Question

Let \[{u_1}\] and \[{u_2}\] be two urns such that \[{u_1}\] contains 3 white, 2 red balls and \[{u_2}\] contains only 1 white ball. A fair coin is tossed. If the head appears, then 1 ball is drawn at random from urn \[{u_1}\] and put into \[{u_2}\]. However, if the tail appears, then 2 balls are drawn at random from \[{u_1}\] and put into \[{u_2}\]. Now, 1 ball is drawn at random from \[{u_2}\]. Then, probability of the drawn ball from \[{u_2}\] being white is
A) \[\dfrac{{13}}{{30}}\]
B) \[\dfrac{{23}}{{30}}\]
C) \[\dfrac{{19}}{{30}}\]
D) \[\dfrac{{11}}{{30}}\]

Answer 1

Hint: In this question, we need to determine the probability of the drawn ball from \[{u_2}\] being white. For this we will use the basic definition of the probability along with the combinations of the similar objects.

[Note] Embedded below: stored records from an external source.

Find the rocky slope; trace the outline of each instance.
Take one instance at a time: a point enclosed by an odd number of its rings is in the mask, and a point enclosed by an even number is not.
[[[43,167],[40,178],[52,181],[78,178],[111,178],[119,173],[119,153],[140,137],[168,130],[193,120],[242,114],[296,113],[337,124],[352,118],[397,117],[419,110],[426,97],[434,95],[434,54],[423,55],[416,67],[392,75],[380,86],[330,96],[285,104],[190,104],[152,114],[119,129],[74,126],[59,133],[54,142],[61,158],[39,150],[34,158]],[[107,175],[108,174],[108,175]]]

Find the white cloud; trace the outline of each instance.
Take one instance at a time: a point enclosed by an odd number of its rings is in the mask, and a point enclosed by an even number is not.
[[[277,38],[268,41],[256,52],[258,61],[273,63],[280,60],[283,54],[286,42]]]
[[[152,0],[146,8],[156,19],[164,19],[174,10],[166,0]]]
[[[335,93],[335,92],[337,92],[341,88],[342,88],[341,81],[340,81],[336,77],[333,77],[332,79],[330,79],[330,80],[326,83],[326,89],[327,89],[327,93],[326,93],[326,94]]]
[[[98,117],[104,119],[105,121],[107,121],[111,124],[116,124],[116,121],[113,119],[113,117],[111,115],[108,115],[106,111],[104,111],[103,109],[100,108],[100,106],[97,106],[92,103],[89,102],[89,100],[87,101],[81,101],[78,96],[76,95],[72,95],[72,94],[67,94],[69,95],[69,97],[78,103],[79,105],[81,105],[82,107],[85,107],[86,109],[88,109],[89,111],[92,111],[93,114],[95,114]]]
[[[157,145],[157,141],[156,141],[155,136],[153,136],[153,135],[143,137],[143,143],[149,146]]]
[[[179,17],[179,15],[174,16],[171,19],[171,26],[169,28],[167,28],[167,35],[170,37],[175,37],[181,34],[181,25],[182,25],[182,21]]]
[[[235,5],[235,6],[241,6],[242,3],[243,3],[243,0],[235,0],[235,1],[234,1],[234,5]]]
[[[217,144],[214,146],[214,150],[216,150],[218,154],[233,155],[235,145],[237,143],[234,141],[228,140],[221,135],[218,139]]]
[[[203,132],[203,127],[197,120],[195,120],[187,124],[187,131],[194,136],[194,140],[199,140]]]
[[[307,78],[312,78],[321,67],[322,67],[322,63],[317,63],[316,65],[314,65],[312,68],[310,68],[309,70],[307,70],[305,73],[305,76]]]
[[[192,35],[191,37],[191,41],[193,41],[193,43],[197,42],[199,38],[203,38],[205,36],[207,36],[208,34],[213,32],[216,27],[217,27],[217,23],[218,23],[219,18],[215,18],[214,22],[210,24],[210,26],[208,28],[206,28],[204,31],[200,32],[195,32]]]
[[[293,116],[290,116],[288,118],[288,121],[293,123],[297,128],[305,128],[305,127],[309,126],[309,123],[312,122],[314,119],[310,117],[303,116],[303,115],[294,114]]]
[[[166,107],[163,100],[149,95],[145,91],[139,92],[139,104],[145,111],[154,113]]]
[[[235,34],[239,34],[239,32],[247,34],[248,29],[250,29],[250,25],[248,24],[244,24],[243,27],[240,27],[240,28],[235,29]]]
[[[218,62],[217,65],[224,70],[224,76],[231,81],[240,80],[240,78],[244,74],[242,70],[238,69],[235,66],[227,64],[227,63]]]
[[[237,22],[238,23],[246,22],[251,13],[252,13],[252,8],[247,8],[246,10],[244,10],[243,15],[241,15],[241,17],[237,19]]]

Complete step-by-step answer:
Urn \[{u_1}\] contains 3 white and 2 red balls, so the total number of balls in urn \[{u_1}\] is 5.
Urn \[{u_2}\] contains 1 white ball
Now it is said that a coin is tossed and if Head appear in the coin then 1 ball is drawn at random from urn \[{u_1}\] and put into \[{u_2}\],
So the probability of drawing the ball from urn \[{u_1}\] if the ball drawn at random is white
\[\Rightarrow {P_1} =\left( {\dfrac{1}{2}}\right)\left( {\dfrac{3}{5}}\right)\left( {\dfrac{2}{2}}\right) =\dfrac{3}{{10}}\]
Now again if the ball drawn at random from urn \[{u_1}\] is red ball, so the probability becomes
\[\Rightarrow {P_2} =\left( {\dfrac{1}{2}}\right)\left( {\dfrac{2}{5}}\right)\left( {\dfrac{1}{2}}\right) =\dfrac{1}{{10}}\]
Now it is said that when the coin was tossed and if the coin would have showed with tail,
So the probability of drawing the ball from urn \[{u_1}\] if the ball drawn at random is 2 white,
\[\Rightarrow {P_3} =\left( {\dfrac{1}{2}}\right)\left( {\dfrac{{{}^3{C_2}}}{{{}^5{C_2}}}}\right)\left( {\dfrac{3}{3}}\right) =\left( {\dfrac{1}{2}}\right)\left( {\dfrac{3}{{\dfrac{{5\times 4}}{2}}}}\right)\left( {\dfrac{3}{3}}\right) =\dfrac{3}{{20}}\]
Now again if the ball drawn at random from urn \[{u_1}\] is 1 red ball and 1 white, so the probability becomes
\[\Rightarrow {P_4} =\left( {\dfrac{1}{2}}\right)\left( {\dfrac{{{}^3{C_1} \times {}^2{C_1}}}{{{}^5{C_2}}}}\right)\left( {\dfrac{2}{3}}\right) =\left( {\dfrac{1}{2}}\right)\left( {\dfrac{{3 \times 2}}{{\dfrac{{5\times 4}}{2}}}}\right)\left( {\dfrac{2}{3}}\right) =\dfrac{1}{5}\]
Now if the ball drawn at random from urn \[{u_1}\] is 2 red ball, so the probability
\[\Rightarrow {P_5} =\left( {\dfrac{1}{2}}\right)\left( {\dfrac{{{}^2{C_2}}}{{{}^5{C_2}}}}\right)\left( {\dfrac{1}{3}}\right) =\left( {\dfrac{1}{2}}\right)\left( {\dfrac{1}{{\dfrac{{5\times 4}}{2}}}}\right)\left( {\dfrac{2}{3}}\right) =\dfrac{1}{{60}}\]
So the total probability of the drawing ball from \[{u_2}\]
\[
\Rightarrow P = {P_1} + {P_2} + {P_3} + {P_4} + {P_5}\\
   =\dfrac{3}{{10}} +\dfrac{1}{{10}} +\dfrac{3}{{20}} +\dfrac{1}{5} +\dfrac{1}{{60}}\\
   =\dfrac{{45}}{{60}}\\
   =\dfrac{{23}}{{60}}\\
\]
Hence the probability of the drawn ball from \[{u_2}\] being white is\[ =\dfrac{{23}}{{60}}\]
So, the correct answer is “Option B”.

Note:
\[{}^n{C_r}\] is the mathematical representation of the combination which is a method of selection of some items or all of the items from a set without considering the sequence of selection whereas in the case of permutation which is the method of arrangements of items of a set the sequence is considered represented as \[{}^n{P_r}\] .
\[{}^n{C_r} =\dfrac{{n!}}{{\left( {n - r}\right)!r!}}\]
\[{}^n{P_r} =\dfrac{{n!}}{{\left( {n - r}\right)!}}\]